Have things really changed that much?
This flick is visceral and choppy and, yes, some would say painfully obvious and silly. Those people would probably be (mostly) men. Apparently, even Romero wasn’t happy with the end-result.
Joan (played by a rather masculine, sexy Jan White with long, precise fingernails) is a lonely housewife. She’s tormented by nightmares and surrounded by assholes. Like her husband Jack (your typical workaholic brute), her indifferent daughter, and her young egomaniac lover (a cross between Benjamin Braddock and Isaac from Children of the Corn). No wonder this woman is driven to witchcraft and murder!
If you were a teen witch in the late 90s, you’ll dig this movie. The big event then, of course, was when The Craft hit theatres. A movie so influential it bred an entire generation of young aspiring Wiccans. Witchcraft books flew off the library shelves and girls called the corners wearing candy necklaces, waving their fathers’ best steak knives.

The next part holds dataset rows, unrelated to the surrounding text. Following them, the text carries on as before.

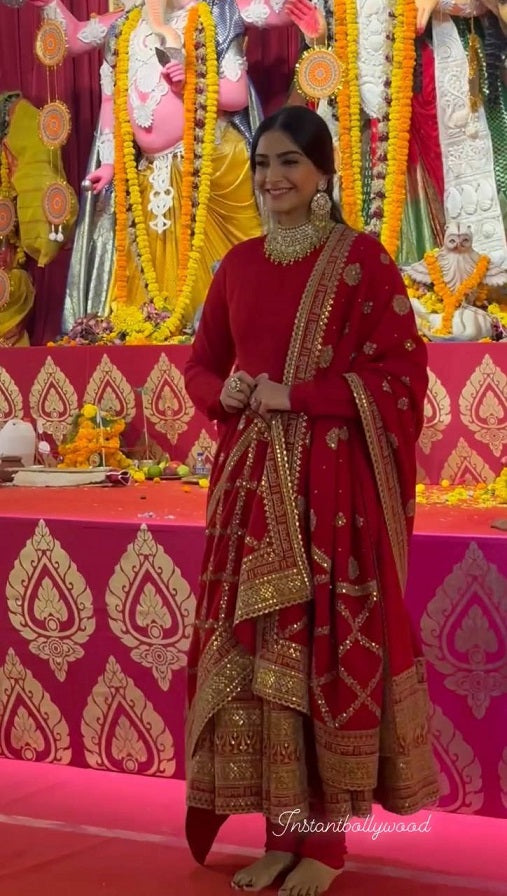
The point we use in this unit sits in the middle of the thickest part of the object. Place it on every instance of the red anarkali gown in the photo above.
(305, 687)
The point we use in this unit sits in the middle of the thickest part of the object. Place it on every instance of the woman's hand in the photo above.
(237, 391)
(269, 396)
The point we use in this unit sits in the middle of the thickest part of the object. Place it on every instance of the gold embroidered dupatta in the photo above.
(265, 667)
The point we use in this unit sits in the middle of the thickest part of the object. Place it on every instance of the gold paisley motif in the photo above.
(437, 413)
(401, 304)
(464, 465)
(11, 401)
(31, 726)
(464, 631)
(483, 405)
(151, 607)
(204, 444)
(326, 356)
(49, 602)
(121, 730)
(502, 771)
(166, 401)
(53, 400)
(460, 773)
(352, 274)
(110, 391)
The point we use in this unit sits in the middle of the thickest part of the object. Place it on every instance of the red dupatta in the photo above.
(302, 651)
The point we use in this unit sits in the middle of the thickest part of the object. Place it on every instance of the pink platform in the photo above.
(99, 588)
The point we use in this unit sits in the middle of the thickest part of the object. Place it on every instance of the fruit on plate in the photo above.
(153, 472)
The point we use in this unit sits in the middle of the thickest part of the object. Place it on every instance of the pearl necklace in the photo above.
(284, 245)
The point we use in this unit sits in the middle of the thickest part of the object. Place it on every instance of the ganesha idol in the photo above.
(169, 184)
(452, 289)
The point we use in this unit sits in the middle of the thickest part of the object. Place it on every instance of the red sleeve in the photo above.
(213, 352)
(328, 395)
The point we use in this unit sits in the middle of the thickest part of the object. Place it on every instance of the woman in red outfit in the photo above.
(307, 700)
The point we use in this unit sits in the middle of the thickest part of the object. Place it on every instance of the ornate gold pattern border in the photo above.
(385, 473)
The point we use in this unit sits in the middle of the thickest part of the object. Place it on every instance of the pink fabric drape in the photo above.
(271, 57)
(78, 86)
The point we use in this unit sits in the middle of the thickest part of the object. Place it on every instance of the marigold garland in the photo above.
(392, 195)
(201, 110)
(480, 494)
(452, 299)
(94, 440)
(349, 113)
(123, 150)
(400, 117)
(5, 181)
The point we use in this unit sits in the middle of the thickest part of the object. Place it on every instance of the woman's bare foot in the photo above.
(262, 873)
(309, 878)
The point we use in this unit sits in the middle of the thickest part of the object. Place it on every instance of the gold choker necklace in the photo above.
(283, 245)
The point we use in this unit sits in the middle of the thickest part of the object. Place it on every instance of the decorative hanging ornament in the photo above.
(57, 205)
(319, 74)
(5, 288)
(54, 124)
(7, 216)
(50, 43)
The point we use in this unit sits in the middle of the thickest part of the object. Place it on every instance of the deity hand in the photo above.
(308, 19)
(101, 177)
(425, 8)
(174, 73)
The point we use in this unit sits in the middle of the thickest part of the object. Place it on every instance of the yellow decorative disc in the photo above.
(56, 203)
(54, 124)
(5, 288)
(50, 44)
(318, 74)
(7, 216)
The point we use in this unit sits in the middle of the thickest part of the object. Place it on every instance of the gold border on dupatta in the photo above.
(386, 474)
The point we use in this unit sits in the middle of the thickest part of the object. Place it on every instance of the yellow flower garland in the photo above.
(199, 174)
(452, 299)
(124, 155)
(399, 123)
(349, 113)
(480, 494)
(196, 176)
(5, 182)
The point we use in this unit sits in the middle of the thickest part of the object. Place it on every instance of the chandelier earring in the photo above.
(267, 221)
(320, 208)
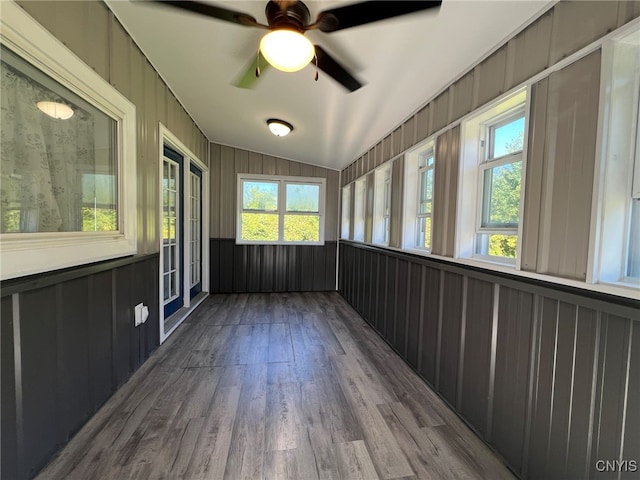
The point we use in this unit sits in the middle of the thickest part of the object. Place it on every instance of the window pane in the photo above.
(301, 228)
(58, 156)
(260, 196)
(507, 138)
(423, 236)
(303, 198)
(260, 226)
(426, 191)
(497, 245)
(501, 196)
(633, 265)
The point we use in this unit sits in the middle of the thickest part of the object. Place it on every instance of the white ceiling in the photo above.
(403, 62)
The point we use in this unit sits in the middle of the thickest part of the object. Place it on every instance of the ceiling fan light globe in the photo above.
(287, 50)
(56, 110)
(279, 128)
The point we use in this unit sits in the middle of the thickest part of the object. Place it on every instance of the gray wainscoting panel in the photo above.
(513, 353)
(68, 343)
(547, 375)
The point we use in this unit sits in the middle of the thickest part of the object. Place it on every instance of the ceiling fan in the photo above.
(286, 48)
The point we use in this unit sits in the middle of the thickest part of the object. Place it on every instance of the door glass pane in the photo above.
(501, 196)
(507, 138)
(259, 196)
(498, 245)
(301, 228)
(303, 198)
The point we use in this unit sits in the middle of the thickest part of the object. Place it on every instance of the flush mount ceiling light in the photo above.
(279, 128)
(287, 50)
(56, 110)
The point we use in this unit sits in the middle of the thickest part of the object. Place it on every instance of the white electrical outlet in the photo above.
(137, 314)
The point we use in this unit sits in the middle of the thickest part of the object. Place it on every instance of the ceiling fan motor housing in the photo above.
(285, 14)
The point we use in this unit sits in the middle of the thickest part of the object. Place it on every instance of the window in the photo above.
(489, 206)
(418, 215)
(382, 205)
(500, 176)
(346, 212)
(359, 210)
(68, 182)
(280, 210)
(616, 239)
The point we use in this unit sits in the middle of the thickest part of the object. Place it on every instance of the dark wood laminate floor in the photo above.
(275, 386)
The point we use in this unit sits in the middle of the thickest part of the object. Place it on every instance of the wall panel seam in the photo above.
(17, 361)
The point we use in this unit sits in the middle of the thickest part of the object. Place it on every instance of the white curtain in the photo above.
(41, 158)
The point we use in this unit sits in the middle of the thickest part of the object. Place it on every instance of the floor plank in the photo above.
(275, 386)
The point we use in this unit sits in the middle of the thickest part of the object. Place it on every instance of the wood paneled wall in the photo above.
(91, 31)
(560, 170)
(266, 268)
(227, 162)
(68, 343)
(564, 29)
(272, 268)
(549, 378)
(562, 134)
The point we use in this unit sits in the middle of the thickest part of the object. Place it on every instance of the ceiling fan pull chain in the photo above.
(316, 62)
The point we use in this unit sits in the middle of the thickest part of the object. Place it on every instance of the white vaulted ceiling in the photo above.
(403, 63)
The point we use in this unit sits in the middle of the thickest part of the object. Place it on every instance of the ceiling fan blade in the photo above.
(212, 11)
(327, 64)
(368, 12)
(248, 79)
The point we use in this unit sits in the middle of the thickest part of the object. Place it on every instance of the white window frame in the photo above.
(413, 172)
(382, 205)
(345, 225)
(617, 170)
(489, 162)
(28, 253)
(359, 209)
(474, 156)
(282, 182)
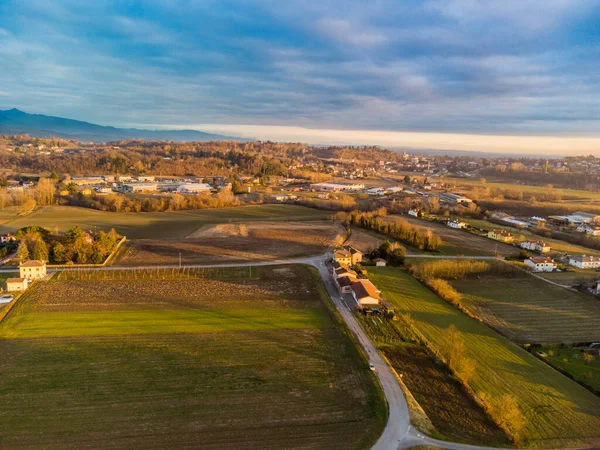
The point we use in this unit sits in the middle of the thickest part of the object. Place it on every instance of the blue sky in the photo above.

Of course, Season of the Witch is more Satanic. It smells of Anton LaVay’s brand of Satanic witch. By 1996, I think the line between witchcraft and Satanism was clearly drawn (Wicca in practice, and Satanism for rocking out Antichrist Superstar-style). Thinking back, I could have done with more powers of persuasion and less herbs and incense. (Especially when that incense accidentally burned down a house. But that’s another story.)
Girls and women will always be drawn to dark arts. Or white arts. “It’s fun. It’s scary. And who gives a shit,” said Nancy Downs (the one we all wanted to be). It quenches the thirst for power. It gives us better things to do on Friday nights than get date-raped or wait for the phone to ring.